Édito

L’art et la soupe

L’art et la soupe
Les tournesols de Van Gogh n'ont pas été touchés par la soupe, car ils étaient protégés par une vitre, un choix délibéré des militant·es. KEYSTONE
Climat

La scène se répète depuis fin juin: en duo, des jeunes activistes s’en prennent à des toiles aussi connues que cotées, dans les espaces feutrés de grands musées européens. Des actions incluant soupe, purée ou mains encollées, pour dénoncer la myopie ambiante quant à la catastrophe climatique. Le dernier épisode en date est celui du Musée Barberini de Potsdam, où la cible était dimanche un Monet acheté 111 millions de dollars.

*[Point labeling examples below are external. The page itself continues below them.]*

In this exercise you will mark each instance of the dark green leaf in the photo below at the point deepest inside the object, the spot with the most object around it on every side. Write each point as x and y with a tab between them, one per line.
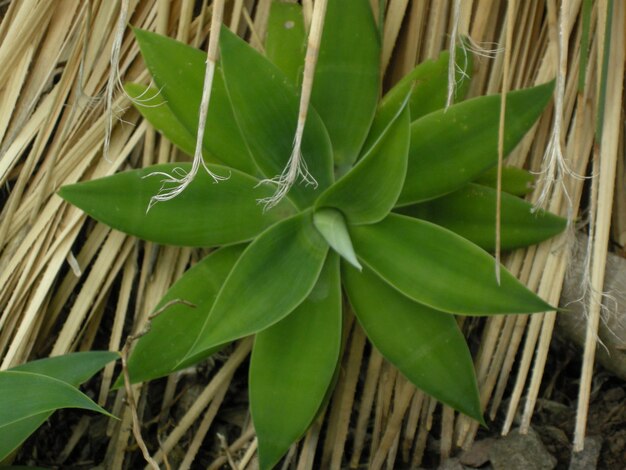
275	273
204	214
178	71
292	367
471	213
266	105
332	225
514	180
451	148
285	44
28	399
430	83
440	269
368	192
347	76
171	335
424	344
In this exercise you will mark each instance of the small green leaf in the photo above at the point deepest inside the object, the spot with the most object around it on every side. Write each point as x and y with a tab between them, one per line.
471	213
451	148
425	345
292	366
266	106
368	192
178	71
332	225
285	44
515	180
440	269
162	350
28	399
430	82
275	273
347	76
204	214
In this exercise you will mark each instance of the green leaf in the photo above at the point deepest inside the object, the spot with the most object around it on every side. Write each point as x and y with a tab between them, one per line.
163	350
178	71
28	399
515	180
471	213
440	269
451	148
368	192
285	44
424	344
204	214
292	366
266	105
332	225
275	273
429	80
347	76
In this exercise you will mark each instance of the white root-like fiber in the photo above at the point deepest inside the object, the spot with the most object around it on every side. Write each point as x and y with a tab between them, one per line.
176	182
296	165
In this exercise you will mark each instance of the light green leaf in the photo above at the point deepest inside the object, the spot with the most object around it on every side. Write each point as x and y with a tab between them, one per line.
440	269
292	366
451	148
74	369
28	399
429	80
347	76
424	344
515	180
471	213
162	350
204	214
332	225
275	273
285	44
368	192
178	71
266	106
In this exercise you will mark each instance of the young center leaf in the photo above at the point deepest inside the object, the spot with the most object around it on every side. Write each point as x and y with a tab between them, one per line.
205	214
471	213
440	269
292	366
425	345
451	148
266	107
272	277
368	192
172	333
178	72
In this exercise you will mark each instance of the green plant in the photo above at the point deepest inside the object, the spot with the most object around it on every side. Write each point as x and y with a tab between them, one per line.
394	218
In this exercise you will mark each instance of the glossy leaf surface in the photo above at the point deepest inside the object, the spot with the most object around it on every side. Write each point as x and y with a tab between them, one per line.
368	192
471	213
425	345
178	71
514	180
292	367
285	44
451	148
204	214
275	273
332	226
347	76
163	349
429	80
440	269
266	106
28	399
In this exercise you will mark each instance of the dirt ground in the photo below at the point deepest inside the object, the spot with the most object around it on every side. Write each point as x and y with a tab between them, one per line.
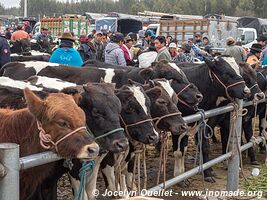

Lorsqu’ils évoquent ces actions, la plupart des médias relèguent en milieu d’article une information pourtant cruciale: jusqu’ici, toutes les œuvres attaquées étaient protégées par une vitre, un choix délibéré des militant·es. Ainsi, la soupe utilisée le 14 octobre à la National Gallery de Londres, presque un hommage à Warhol et ses potages Campbell, n’a pas touché les tournesols de Van Gogh. Idem pour la purée contre le Monet, qui aura dégouliné en épargnant Les Meules. Camoufler cette donnée équivaut à mentionner le saut d’une personne depuis l’IC Genève-Saint-Gall sans préciser que c’était à l’arrêt en gare.

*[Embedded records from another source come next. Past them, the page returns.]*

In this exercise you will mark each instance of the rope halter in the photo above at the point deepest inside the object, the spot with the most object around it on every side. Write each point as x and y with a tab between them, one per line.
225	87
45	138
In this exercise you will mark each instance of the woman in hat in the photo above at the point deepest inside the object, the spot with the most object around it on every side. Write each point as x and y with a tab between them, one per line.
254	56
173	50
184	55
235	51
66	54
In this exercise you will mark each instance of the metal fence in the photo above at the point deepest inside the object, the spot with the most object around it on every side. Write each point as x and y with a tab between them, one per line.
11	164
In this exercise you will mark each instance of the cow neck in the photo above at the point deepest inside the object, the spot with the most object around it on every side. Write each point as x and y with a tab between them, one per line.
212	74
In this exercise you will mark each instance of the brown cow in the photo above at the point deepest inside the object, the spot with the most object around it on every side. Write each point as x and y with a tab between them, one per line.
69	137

Des actions médiatiques mais pas iconoclastes, donc – on est très loin des talibans détruisant les bouddhas de Bâmiyân. Ces opérations sont-elles utiles à la cause climatique? Dur à dire. Elles se distinguent certainement des happenings ayant ciblé certains sponsors de musées, des deux côtés de l’Atlantique, pour leur manque de durabilité ou d’éthique, avec plusieurs succès à la clé.

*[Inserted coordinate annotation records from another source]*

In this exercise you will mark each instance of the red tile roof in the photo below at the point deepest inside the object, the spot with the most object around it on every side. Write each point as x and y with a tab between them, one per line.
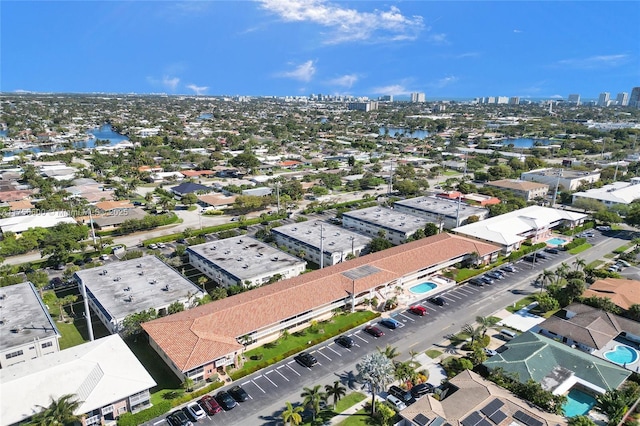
200	335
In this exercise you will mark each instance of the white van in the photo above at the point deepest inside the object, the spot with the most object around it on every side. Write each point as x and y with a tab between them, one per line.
507	334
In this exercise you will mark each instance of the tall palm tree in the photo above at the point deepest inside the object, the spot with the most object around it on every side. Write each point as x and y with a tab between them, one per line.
389	351
336	391
291	415
312	399
60	412
377	371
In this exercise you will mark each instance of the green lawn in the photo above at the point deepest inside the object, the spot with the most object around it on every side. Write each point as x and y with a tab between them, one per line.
273	352
580	248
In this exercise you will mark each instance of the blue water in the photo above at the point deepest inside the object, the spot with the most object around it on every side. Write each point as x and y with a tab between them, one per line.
578	403
527	142
423	288
622	355
556	241
393	131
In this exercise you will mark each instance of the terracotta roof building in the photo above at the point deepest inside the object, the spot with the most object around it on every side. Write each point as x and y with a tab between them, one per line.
624	293
195	342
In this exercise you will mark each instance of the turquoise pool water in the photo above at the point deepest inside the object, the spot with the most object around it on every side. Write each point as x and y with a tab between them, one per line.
423	288
622	355
578	403
556	241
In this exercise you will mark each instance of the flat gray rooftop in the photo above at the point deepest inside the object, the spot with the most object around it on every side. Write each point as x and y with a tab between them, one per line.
388	218
336	238
442	207
245	257
130	286
23	315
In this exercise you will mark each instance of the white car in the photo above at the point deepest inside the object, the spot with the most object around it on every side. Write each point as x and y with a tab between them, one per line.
396	403
196	410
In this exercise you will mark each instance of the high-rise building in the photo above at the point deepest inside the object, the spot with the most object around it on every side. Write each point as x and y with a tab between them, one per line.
634	99
622	99
603	99
418	97
574	99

En réinventant les actions médiatiques des vétéran·es de Greenpeace, les organisations comme Extinction Rebellion, Just Stop Oil ou Renovate Switzerland canalisent en tout cas le profond désarroi d’une génération dont le devenir est sur la sellette. Aussi soulignent-elles que si le futur des plus jeunes est sacrifié, celui des œuvres du patrimoine mondial le sera aussi – non, l’art des musées ne survivra pas à la disparition de l’humanité. Pour la plupart des personnes criant à l’hérésie devant une vitre ensoupée, cette donnée semble loin d’être intégrée. Alors, qui sont les véritables iconoclastes?